We share more microbes with our long-term intimate partners than we do with our siblings — not because of shared foods, but because of the physical and emotional intimacy of real partnership.


Love literally changes our biology.

Deep, healthy, unashamed love makes us stronger.

And losing that love leaves a biological imprint that grief must work its way through.


I want to feel everything


I don’t want to bypass the hard parts.

I don’t want to numb them with positivity.

I don’t want to pretend I’m unphased or untouched or superhuman.


I want to be fully human.

Fully honest.

Fully awake to both the pain and the beauty of my story.


And I want to believe — because I do — that once I work through these last pieces of grief, I’ll be a better person and a better partner when the next chapter arrives. I’m hopeful that somewhere out there is a fun, smart, independent, loving man who will meet me in the middle of my truth and love me out loud, without hesitation or shame.


But first… I have to love myself that way.

Out loud.

Without shame.


✨ Honey Note

There will be days when the ache rises like a tide, reminding you that you’re still healing — and that’s okay. Healing isn’t linear; it spirals, bringing you back to old wounds to show you just how much stronger you’ve become since the last time you stood there.


You are allowed to feel every emotion that moves through you: the anger, the sadness, the longing, the loneliness, the gratitude, the pride. None of it cancels out the others. Together, they make you whole.


If some nights you cry yourself to sleep, that doesn’t make you weak — it makes you honest. It makes you someone who still believes in love. Someone who hasn’t shut her heart down just because life has been unkind at times.


One day, someone wonderful will take your hand and say, “You don’t have to carry all of this alone anymore.” And until that day comes, remember: you’re not crying alone.

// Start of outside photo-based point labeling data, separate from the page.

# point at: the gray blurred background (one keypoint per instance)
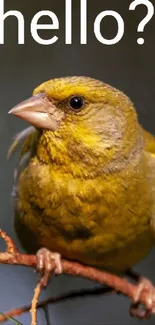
(126, 65)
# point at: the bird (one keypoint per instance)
(85, 180)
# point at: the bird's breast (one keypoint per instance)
(85, 219)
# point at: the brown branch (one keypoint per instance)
(53, 300)
(35, 299)
(118, 284)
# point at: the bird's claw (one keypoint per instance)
(48, 262)
(135, 309)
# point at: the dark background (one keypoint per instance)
(126, 65)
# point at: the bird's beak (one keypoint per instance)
(38, 111)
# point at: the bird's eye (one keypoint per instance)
(76, 103)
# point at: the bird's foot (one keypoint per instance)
(136, 309)
(48, 262)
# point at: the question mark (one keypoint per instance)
(146, 19)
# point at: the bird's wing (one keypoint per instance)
(149, 141)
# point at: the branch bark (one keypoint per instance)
(118, 284)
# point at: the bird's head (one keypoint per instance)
(92, 119)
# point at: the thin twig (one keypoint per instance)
(53, 300)
(34, 303)
(118, 284)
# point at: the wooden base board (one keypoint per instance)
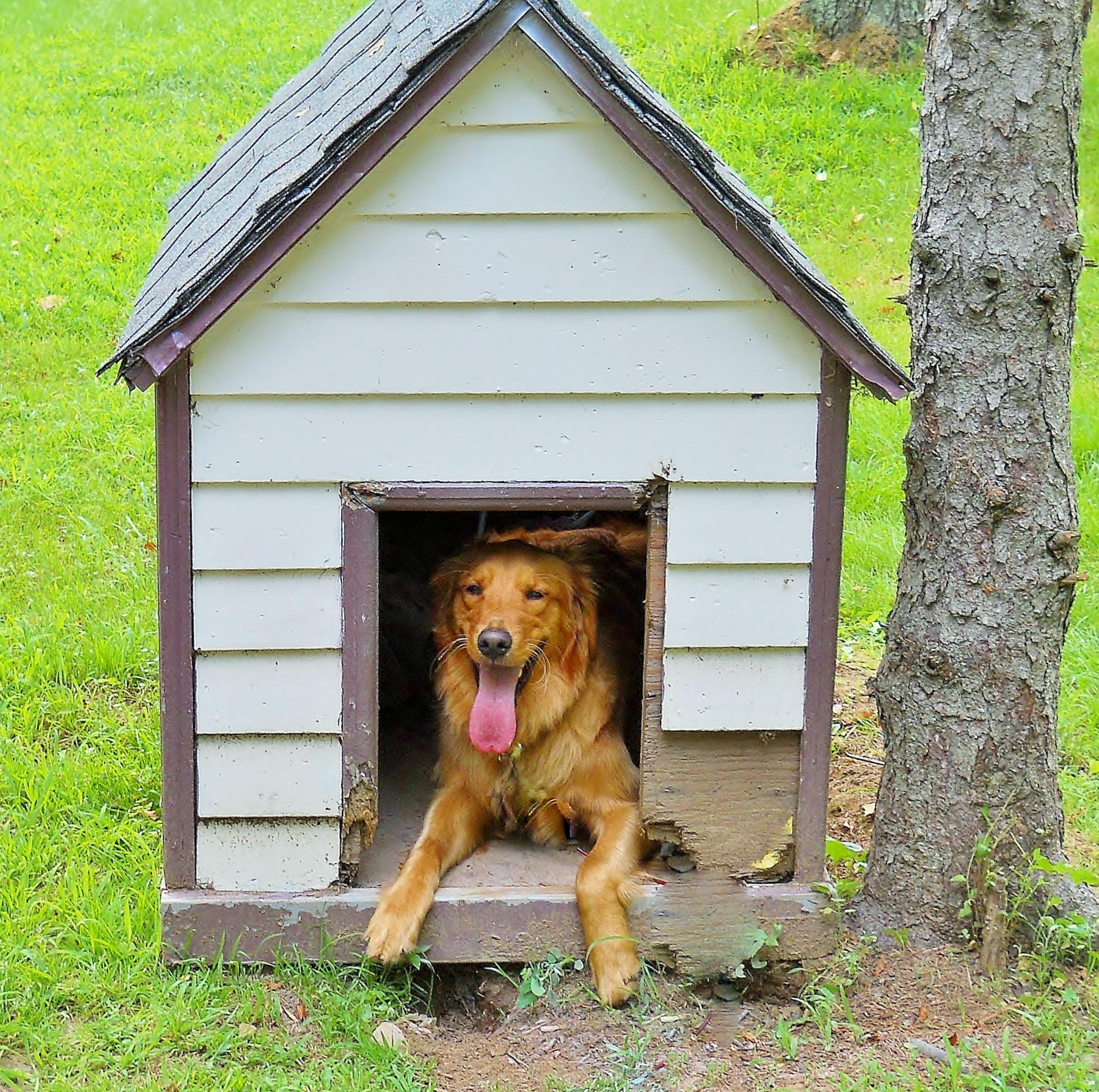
(705, 924)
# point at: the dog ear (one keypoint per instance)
(444, 588)
(585, 549)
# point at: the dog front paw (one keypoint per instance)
(616, 967)
(391, 936)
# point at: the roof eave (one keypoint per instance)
(142, 364)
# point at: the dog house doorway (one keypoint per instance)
(395, 539)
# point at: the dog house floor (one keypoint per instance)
(406, 791)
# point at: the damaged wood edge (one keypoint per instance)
(811, 821)
(656, 570)
(704, 923)
(360, 682)
(175, 593)
(479, 496)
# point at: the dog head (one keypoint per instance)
(517, 609)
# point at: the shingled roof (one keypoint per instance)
(381, 74)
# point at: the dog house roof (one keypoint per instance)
(330, 125)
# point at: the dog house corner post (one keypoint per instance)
(176, 624)
(811, 822)
(360, 671)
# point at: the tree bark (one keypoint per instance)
(836, 19)
(968, 686)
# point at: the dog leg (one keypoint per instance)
(604, 890)
(547, 826)
(453, 830)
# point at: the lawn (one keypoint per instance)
(107, 107)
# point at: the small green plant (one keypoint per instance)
(787, 1041)
(538, 981)
(899, 936)
(840, 890)
(759, 940)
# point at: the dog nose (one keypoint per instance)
(494, 643)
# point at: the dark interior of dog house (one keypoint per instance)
(412, 545)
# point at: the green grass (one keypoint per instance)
(106, 109)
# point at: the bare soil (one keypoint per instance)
(787, 41)
(683, 1036)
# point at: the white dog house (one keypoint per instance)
(470, 263)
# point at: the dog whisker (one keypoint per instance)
(448, 651)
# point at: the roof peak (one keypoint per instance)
(374, 81)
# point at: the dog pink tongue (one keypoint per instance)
(493, 718)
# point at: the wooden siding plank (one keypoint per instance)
(253, 694)
(740, 524)
(723, 348)
(736, 607)
(536, 169)
(266, 611)
(505, 440)
(247, 777)
(275, 527)
(280, 855)
(727, 798)
(515, 85)
(460, 260)
(733, 689)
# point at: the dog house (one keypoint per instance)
(470, 267)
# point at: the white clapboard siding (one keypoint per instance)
(773, 439)
(266, 610)
(740, 524)
(731, 689)
(736, 607)
(273, 855)
(459, 260)
(268, 776)
(275, 527)
(515, 85)
(725, 348)
(523, 169)
(267, 692)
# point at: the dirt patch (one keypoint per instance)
(681, 1036)
(787, 41)
(792, 1029)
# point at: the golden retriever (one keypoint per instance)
(536, 685)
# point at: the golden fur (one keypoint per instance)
(570, 762)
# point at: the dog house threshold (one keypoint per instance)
(511, 900)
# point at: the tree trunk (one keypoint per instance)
(968, 689)
(834, 19)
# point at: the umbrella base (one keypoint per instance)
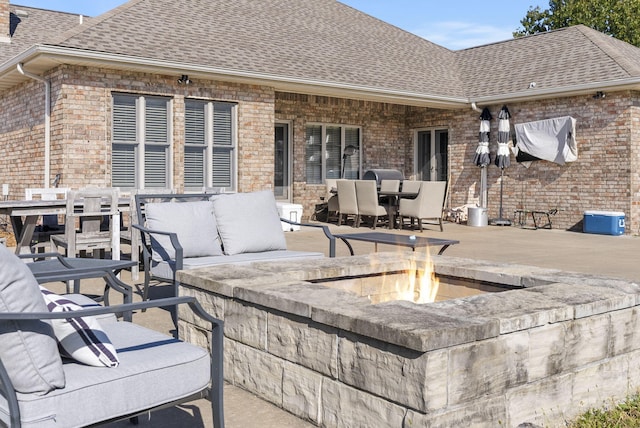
(500, 222)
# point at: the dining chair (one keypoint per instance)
(50, 224)
(86, 228)
(411, 186)
(389, 185)
(347, 201)
(333, 205)
(428, 205)
(368, 204)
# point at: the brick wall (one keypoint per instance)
(605, 177)
(81, 127)
(384, 136)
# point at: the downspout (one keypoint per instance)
(47, 121)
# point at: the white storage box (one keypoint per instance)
(292, 212)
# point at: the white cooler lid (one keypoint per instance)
(605, 213)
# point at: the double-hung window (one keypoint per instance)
(332, 151)
(141, 142)
(210, 145)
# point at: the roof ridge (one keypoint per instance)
(605, 45)
(93, 22)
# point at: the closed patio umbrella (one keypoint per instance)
(502, 156)
(481, 157)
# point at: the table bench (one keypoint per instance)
(392, 239)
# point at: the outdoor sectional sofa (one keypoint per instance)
(187, 231)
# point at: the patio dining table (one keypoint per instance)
(24, 216)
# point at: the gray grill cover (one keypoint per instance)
(383, 174)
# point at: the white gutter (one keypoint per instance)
(57, 54)
(47, 121)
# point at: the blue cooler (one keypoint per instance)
(603, 222)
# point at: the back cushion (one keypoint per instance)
(249, 222)
(28, 349)
(192, 222)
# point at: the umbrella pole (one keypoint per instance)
(501, 221)
(483, 187)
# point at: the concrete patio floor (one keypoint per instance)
(615, 256)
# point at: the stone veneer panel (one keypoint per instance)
(534, 355)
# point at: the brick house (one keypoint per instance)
(248, 95)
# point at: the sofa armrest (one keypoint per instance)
(325, 229)
(216, 351)
(146, 244)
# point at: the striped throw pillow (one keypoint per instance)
(80, 338)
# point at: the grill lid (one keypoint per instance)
(383, 174)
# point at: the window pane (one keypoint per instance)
(123, 166)
(313, 151)
(222, 167)
(333, 148)
(352, 145)
(194, 166)
(222, 129)
(156, 121)
(194, 123)
(155, 166)
(124, 118)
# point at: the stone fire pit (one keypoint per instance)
(559, 343)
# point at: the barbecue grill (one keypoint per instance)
(383, 174)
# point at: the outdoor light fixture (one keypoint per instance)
(184, 80)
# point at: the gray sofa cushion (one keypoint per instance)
(28, 349)
(154, 368)
(194, 224)
(248, 222)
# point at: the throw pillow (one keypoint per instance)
(28, 349)
(193, 223)
(80, 338)
(248, 222)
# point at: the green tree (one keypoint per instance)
(618, 18)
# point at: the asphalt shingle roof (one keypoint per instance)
(329, 42)
(317, 40)
(30, 26)
(566, 57)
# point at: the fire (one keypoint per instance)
(418, 285)
(423, 283)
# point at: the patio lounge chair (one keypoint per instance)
(150, 371)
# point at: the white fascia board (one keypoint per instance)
(280, 83)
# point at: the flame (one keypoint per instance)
(420, 285)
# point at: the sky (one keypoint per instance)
(455, 24)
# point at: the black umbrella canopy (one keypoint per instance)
(504, 136)
(481, 157)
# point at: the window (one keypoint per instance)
(210, 145)
(332, 151)
(141, 142)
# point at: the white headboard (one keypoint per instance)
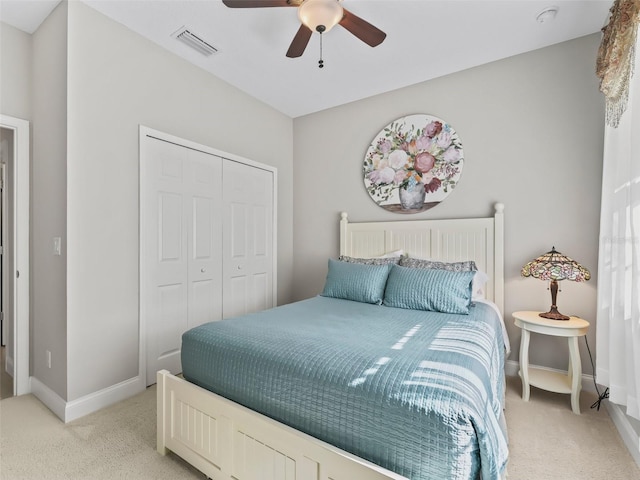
(451, 240)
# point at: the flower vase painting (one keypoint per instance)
(413, 164)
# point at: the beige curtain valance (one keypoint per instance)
(615, 63)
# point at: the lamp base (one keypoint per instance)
(554, 314)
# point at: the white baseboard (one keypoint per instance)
(630, 436)
(69, 411)
(51, 399)
(512, 368)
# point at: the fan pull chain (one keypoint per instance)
(320, 29)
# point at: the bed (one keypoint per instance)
(355, 404)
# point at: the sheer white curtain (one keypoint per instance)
(618, 319)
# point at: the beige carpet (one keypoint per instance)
(547, 441)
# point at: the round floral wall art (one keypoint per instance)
(413, 164)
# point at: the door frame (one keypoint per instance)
(19, 240)
(145, 132)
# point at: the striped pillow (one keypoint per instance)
(428, 289)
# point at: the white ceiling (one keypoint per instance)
(425, 39)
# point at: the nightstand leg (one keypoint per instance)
(575, 374)
(524, 364)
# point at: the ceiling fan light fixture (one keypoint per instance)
(320, 13)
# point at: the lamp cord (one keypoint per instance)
(603, 395)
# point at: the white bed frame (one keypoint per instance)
(227, 441)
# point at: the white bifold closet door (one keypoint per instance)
(207, 242)
(183, 245)
(247, 239)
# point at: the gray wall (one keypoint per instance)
(86, 83)
(532, 129)
(48, 293)
(118, 80)
(15, 72)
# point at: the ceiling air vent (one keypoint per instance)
(194, 41)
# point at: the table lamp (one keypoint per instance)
(553, 266)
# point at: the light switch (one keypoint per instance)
(57, 246)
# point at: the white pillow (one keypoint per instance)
(395, 253)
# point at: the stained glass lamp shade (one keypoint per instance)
(554, 266)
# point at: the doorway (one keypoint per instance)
(14, 151)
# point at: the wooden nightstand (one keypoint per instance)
(546, 379)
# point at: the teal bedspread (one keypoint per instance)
(416, 392)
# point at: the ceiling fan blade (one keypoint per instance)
(260, 3)
(362, 29)
(299, 42)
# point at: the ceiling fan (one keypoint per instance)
(318, 15)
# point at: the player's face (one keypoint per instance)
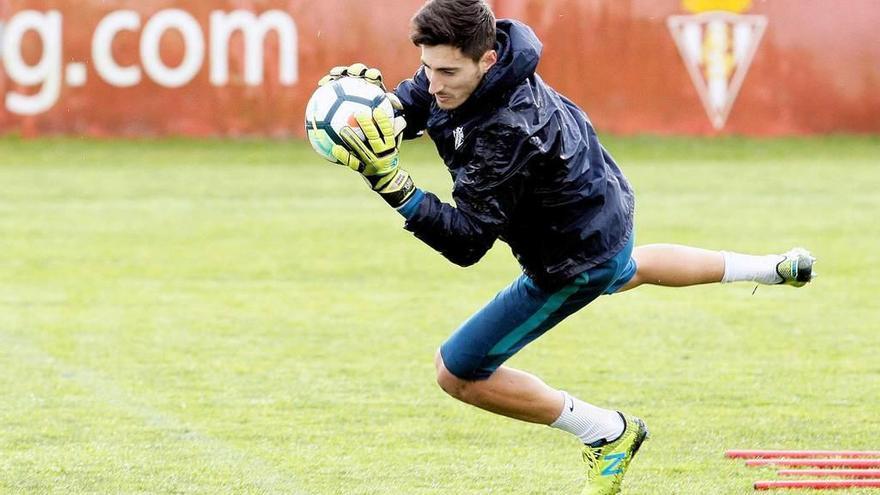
(453, 75)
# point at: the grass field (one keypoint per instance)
(216, 317)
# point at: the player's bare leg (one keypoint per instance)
(673, 265)
(508, 392)
(611, 439)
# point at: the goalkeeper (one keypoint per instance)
(528, 169)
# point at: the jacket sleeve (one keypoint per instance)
(413, 94)
(486, 191)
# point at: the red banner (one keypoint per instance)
(238, 67)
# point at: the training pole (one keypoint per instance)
(837, 473)
(817, 484)
(799, 454)
(838, 463)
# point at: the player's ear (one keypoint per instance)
(488, 60)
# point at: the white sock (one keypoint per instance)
(588, 422)
(749, 268)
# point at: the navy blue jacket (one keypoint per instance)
(527, 169)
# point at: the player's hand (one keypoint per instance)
(379, 155)
(370, 74)
(377, 159)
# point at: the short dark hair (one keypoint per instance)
(468, 25)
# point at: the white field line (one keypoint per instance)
(253, 471)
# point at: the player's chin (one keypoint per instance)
(446, 103)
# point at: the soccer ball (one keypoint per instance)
(332, 107)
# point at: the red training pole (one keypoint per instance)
(839, 463)
(837, 473)
(817, 484)
(799, 454)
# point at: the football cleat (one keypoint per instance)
(796, 267)
(607, 461)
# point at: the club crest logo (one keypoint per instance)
(458, 137)
(717, 45)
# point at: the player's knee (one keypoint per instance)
(451, 384)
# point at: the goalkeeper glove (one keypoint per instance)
(370, 74)
(377, 159)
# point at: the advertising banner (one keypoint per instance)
(247, 68)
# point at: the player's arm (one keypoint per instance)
(486, 193)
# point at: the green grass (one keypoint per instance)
(216, 317)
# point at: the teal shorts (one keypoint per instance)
(522, 312)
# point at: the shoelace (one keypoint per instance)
(591, 458)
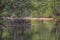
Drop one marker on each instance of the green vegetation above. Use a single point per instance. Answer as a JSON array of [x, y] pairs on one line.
[[38, 30]]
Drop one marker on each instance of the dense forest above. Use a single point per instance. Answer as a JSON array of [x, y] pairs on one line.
[[15, 29]]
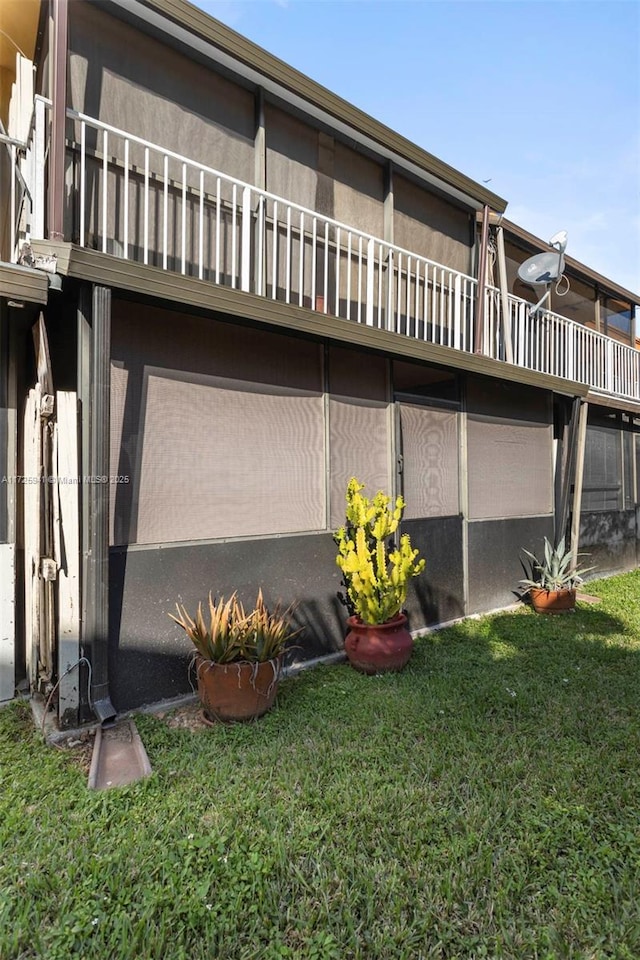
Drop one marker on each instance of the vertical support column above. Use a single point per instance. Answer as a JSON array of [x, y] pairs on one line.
[[245, 243], [37, 215], [504, 297], [94, 345], [7, 524], [388, 207], [59, 51], [67, 549], [260, 143]]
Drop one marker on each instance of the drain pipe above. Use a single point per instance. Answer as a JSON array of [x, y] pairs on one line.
[[577, 486], [482, 282], [95, 352]]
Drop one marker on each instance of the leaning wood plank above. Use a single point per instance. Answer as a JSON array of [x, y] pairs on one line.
[[67, 542], [7, 621], [32, 479]]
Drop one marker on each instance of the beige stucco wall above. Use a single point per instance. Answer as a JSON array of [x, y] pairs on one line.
[[430, 226], [133, 82]]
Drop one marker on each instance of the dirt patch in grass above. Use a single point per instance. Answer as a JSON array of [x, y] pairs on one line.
[[189, 717]]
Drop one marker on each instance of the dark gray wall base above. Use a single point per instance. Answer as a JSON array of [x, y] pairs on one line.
[[437, 595], [610, 540], [495, 550], [149, 654]]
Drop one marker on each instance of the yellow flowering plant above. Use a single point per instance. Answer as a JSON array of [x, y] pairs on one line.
[[375, 568]]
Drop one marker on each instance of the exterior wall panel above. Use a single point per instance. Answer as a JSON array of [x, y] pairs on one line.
[[428, 225], [494, 558], [129, 80]]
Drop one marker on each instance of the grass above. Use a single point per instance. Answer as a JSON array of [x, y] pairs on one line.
[[482, 803]]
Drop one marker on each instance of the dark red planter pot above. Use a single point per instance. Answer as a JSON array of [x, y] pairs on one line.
[[552, 601], [237, 691], [378, 647]]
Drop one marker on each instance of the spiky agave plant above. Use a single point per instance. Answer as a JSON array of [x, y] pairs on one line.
[[224, 638], [554, 571], [232, 634], [269, 631]]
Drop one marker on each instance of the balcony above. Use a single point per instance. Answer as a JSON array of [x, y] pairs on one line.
[[135, 200]]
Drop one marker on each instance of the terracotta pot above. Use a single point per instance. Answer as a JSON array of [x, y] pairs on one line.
[[552, 601], [378, 647], [237, 691]]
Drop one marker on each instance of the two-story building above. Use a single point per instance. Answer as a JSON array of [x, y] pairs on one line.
[[224, 291]]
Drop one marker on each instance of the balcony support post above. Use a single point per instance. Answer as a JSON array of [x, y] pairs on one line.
[[370, 281], [504, 296], [59, 46], [482, 283]]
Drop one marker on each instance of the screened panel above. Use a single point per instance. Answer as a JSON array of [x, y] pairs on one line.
[[359, 441], [233, 452], [509, 450], [629, 475], [429, 461], [602, 479], [510, 468]]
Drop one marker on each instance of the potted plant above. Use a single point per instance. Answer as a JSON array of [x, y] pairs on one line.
[[375, 573], [238, 655], [552, 582]]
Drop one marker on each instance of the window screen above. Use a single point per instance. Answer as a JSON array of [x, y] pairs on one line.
[[602, 479], [509, 451], [359, 440], [429, 461], [219, 428]]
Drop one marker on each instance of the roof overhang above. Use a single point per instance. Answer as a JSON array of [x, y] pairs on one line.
[[20, 285], [183, 24]]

You’re crying with every version of yourself who survived, who kept going, who kept loving, who kept hoping.


Those tears aren’t evidence of brokenness.

They are evidence of courage.


And every time you let them fall, you’re turning a wound into a scar — one that tells a story of resilience, rebirth, and a woman becoming even more extraordinary because she dared to feel.


With so much love,

Honey 🤍



PS

As I keep healing, I hope love finds me kindly — but until then, I’m holding myself with the gentleness I once reserved for others.